Хаджи по прозвищу МетлаПрежде чем мы перейдём к рассмотрению значения такого персонажа как Разак, для понимания классовых отношений в Седаке стоило бы представить читателю его символического зеркального двой ника Хаджи по прозвищу Метла – столь же отверженную фигуру, но располагающуюся на противоположном конце социальной пирамиды. Всё, что будет рассказано о нём ниже, я узнал с чужих слов, поскольку этот человек умер лет за пять-шесть до моего приезда в деревню, – но историй о нём ходило много.
Вскоре после моего прибытия в Седаку её житель Лебай Хуссейн пригласил меня на торжество по случаю свадьбы его сына Тахи, который женился на женщине из деревни неподалёку от города Ян Кечил, расположенного в шести милях к югу. Чтобы разместить множество гостей, семья невесты обустроила возле своего дома крытый павильон, где сидели пришедшие на свадьбу мужчины. Основной темой их беседы были виды на предстоящий урожай основного сезона, а также говорили о том, что из-за засухи, погубившей урожай предыдущего ирригационного сезона, многие свадьбы были отложены до того момента, пока не появится возможность собрать урожай основного сезона.
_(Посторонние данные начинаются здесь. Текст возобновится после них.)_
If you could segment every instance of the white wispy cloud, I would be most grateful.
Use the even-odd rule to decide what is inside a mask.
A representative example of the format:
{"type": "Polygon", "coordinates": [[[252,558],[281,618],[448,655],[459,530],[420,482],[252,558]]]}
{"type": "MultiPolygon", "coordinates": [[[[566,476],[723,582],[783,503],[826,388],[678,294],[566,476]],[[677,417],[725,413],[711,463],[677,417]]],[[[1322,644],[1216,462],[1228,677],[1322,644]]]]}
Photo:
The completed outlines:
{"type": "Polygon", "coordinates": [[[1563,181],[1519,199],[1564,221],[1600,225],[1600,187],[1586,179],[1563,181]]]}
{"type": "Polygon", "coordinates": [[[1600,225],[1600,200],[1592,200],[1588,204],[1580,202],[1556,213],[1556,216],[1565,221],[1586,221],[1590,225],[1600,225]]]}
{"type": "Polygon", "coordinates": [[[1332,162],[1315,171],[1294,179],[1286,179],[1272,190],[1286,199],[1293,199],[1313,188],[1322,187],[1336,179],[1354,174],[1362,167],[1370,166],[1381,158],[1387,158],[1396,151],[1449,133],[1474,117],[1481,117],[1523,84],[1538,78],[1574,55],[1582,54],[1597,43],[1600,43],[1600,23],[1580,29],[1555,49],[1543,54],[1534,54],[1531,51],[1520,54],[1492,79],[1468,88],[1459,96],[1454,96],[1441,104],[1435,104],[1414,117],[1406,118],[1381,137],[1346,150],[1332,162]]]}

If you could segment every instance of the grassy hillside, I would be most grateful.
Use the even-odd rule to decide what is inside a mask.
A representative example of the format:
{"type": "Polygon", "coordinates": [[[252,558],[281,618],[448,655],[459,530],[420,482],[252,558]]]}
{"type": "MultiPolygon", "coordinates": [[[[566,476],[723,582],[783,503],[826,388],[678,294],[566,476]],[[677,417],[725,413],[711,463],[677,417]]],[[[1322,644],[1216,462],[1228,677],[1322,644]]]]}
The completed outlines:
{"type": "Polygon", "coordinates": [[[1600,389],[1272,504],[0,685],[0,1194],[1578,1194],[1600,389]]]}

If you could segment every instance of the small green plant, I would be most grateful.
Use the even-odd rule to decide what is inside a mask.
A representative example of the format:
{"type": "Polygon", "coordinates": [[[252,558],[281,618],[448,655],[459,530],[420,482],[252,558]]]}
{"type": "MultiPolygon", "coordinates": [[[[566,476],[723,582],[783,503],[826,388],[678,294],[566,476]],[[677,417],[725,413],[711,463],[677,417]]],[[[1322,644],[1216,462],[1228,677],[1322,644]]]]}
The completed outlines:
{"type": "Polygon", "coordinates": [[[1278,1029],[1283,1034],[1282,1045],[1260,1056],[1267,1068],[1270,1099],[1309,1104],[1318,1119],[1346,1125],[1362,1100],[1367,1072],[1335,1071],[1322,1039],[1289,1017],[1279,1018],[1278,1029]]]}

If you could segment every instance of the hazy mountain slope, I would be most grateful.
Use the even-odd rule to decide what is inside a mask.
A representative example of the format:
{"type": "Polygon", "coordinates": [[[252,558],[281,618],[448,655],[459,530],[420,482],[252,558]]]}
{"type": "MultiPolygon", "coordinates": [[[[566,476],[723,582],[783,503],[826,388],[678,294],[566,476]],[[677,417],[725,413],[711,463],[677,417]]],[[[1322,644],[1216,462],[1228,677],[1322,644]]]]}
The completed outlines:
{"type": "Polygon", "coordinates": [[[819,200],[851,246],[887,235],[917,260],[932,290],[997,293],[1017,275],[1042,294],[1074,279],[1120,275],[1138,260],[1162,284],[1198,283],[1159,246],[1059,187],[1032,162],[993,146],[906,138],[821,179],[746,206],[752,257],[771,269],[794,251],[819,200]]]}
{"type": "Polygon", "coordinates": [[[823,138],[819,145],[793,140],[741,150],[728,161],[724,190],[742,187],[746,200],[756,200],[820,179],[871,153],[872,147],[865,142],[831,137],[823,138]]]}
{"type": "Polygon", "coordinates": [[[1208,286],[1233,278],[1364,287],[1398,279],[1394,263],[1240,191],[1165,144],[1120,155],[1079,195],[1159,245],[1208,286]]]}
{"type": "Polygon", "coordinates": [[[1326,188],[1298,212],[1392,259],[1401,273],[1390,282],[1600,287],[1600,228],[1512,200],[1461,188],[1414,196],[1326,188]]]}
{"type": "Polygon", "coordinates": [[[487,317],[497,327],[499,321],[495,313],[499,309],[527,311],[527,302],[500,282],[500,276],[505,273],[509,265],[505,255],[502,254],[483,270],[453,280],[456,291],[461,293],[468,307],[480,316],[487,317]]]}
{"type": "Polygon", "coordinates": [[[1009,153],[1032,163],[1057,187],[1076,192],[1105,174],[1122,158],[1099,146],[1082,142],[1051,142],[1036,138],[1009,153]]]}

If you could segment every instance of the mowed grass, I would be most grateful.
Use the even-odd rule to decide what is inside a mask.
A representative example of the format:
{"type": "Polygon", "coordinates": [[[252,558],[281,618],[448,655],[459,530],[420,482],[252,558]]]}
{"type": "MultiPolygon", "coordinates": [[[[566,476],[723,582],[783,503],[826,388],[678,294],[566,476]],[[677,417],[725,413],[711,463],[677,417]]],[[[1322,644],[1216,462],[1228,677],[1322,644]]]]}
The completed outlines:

Заметив вдали некий объект, напоминавший огромный новый склад, я поинтересовался у сидевшего рядом человека, что это такое. Тот сообщил мне, что это рисовая мельница, которую строят Хаджи Расид и его брат Хаджи Ани. При упоминании двух этих имён большинство других разговоров в павильоне прекратились – было ясно, что я каким-то образом затронул тему, вызывающую живой интерес. В течение примерно следующего часа мужчины рассказывали друг другу истории о двух братьях, а в особенности об их отце – Хаджи Аюбе. Вообще-то, как я быстро выяснил, имя Хаджи Аюба было беспроигрышной темой, на которую можно было перевести разговор в любой компании, – этого было достаточно, чтобы на вас хлынула небольшая лавина историй.
Тот факт, что Хаджи Аюб в своё время стал самым крупным владельцем земли под выращивание риса, который когда-либо появлялся в штате Кедах – а возможно, и во всей стране, – вызывает мало сомнений. К тому моменту, когда он умер, ему принадлежало более 600 релонгов (426 акров [172 гектара]) рисовых полей, а кроме того, у него были и другие владения – каучуковые плантации и фруктовые сады. Масштабы свершений Хаджи Аюба необходимо рассматривать в контексте общей ситуации в сельском хозяйстве: средний размер земельного надела составляет менее трех релонгов [0,86 гектара], а крестьянин, владеющий землёй площадью 20 релонгов [5,7 гектара], считается довольно богатым человеком. Парламент Кедаха, встревоженный поразительной скоростью, с которой рисовые угодья в этом штате переходили в руки Хаджи Аюба, в какой-то момент фактически запретил ему приобретать новые земли.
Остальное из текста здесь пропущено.